Every taxpayer has certain rights such as: right to non-discrimination, transparency and accountability, adequate notice and information, redress, compliance assistance amongst others. But with these rights come responsibilities and obligations that must be fulfilled in compliance with the country’s tax laws. Some taxpayers fall short in fulfilling their tax obligations not necessarily because they want to but for lack or poor understanding of these obligations. This piece aims at shedding light on the key tax obligations of taxpayers in Nigeria.

The obligations of Nigerian taxpayers include, but are not limited to the following: registration for tax: Taxpayers are obligated to register with the appropriate tax authorities, depending on the type of tax they are liable for. This includes obtaining a Taxpayer Identification Number (TIN) from the Federal Inland Revenue Service (FIRS) for companies and the Joint Tax Board (JTB) for individuals.

Another obligation expected of taxpayers is record keeping. Taxpayers are required to maintain accurate and up-to-date records of their financial transactions, including income, expenses, assets, and liabilities. These records are essential for filing tax returns, substantiating deductions, and complying with tax audits. Record keeping is not common practice among small businesses. Yet it is the foundation for fulfilling your tax obligations. If you do not keep your records, how would you know what taxes you are meant to pay?

It is also the obligation of a taxpayers to file tax returns within the prescribed timelines. Individuals are required to file their Personal Income Tax (PIT) returns annually, while companies must file their Corporate Income Tax (CIT) returns within six months after the end of their financial year. Other tax returns, such as VAT returns and WHT returns, may also be required depending on the taxpayer’s activities. All too often, taxpayers think that if they do not make profits, or do not have a turnover above N25 million, then they are not required to file. This is not true. Filing returns is to be made whether or not you made profits or losses. As long as you are a taxpayer, you ought to file returns with the relevant tax authority.

Flowing from this obligation is the obligation to pay taxes—the most commonly spoke about obligation. Taxpayers have an obligation to pay the taxes they owe to the relevant tax authorities. This includes the timely remittance of Personal Income Tax, Companies Income Tax, Value Added Tax, Withholding Tax, and other applicable taxes. They also owe it as an obligation to comply with tax deductions. Employers and businesses that make payments subject to withholding tax (WHT) must deduct the appropriate tax amount at source and remit it to the tax authorities. This includes deducting WHT from salaries, contracts, dividends, interest, and other relevant payments.

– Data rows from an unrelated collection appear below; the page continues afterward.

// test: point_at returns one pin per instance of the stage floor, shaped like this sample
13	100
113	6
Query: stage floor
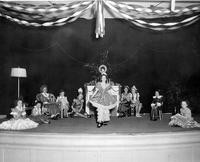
124	126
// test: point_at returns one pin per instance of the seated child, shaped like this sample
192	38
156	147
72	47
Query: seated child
19	120
184	119
37	115
156	106
63	104
77	107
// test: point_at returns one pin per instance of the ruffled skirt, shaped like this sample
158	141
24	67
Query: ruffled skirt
18	124
181	121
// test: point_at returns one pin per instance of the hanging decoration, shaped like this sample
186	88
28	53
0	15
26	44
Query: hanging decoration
154	18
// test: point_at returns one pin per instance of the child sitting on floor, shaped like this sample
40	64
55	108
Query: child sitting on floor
184	119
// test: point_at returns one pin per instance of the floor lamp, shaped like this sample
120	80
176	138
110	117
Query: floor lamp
19	73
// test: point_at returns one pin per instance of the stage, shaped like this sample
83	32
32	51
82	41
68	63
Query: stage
123	139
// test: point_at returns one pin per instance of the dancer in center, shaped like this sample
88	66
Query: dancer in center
103	99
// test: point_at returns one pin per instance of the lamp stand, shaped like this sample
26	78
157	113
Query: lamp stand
18	87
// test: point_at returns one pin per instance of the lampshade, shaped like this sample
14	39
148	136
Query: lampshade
18	72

Furthermore, taxpayers are required to provide accurate information and documentation as requested by tax authorities. This includes providing supporting documents for deductions, exemptions, and claims made on tax returns as well as cooperating with tax audits and investigations, providing requested information and records, and responding to inquiries in a timely and accurate manner.

To crown it all, taxpayers must comply with all relevant tax laws and regulations which includes staying updated on changes in tax laws and fulfilling their obligations accordingly.

By understanding and diligently leaving up to tax obligations, individuals and businesses actively participate in the development and progress of the country, ensuring a more prosperous, greater and equitable society for all.

Rachel Jantiku, is a researcher and writes from Abuja.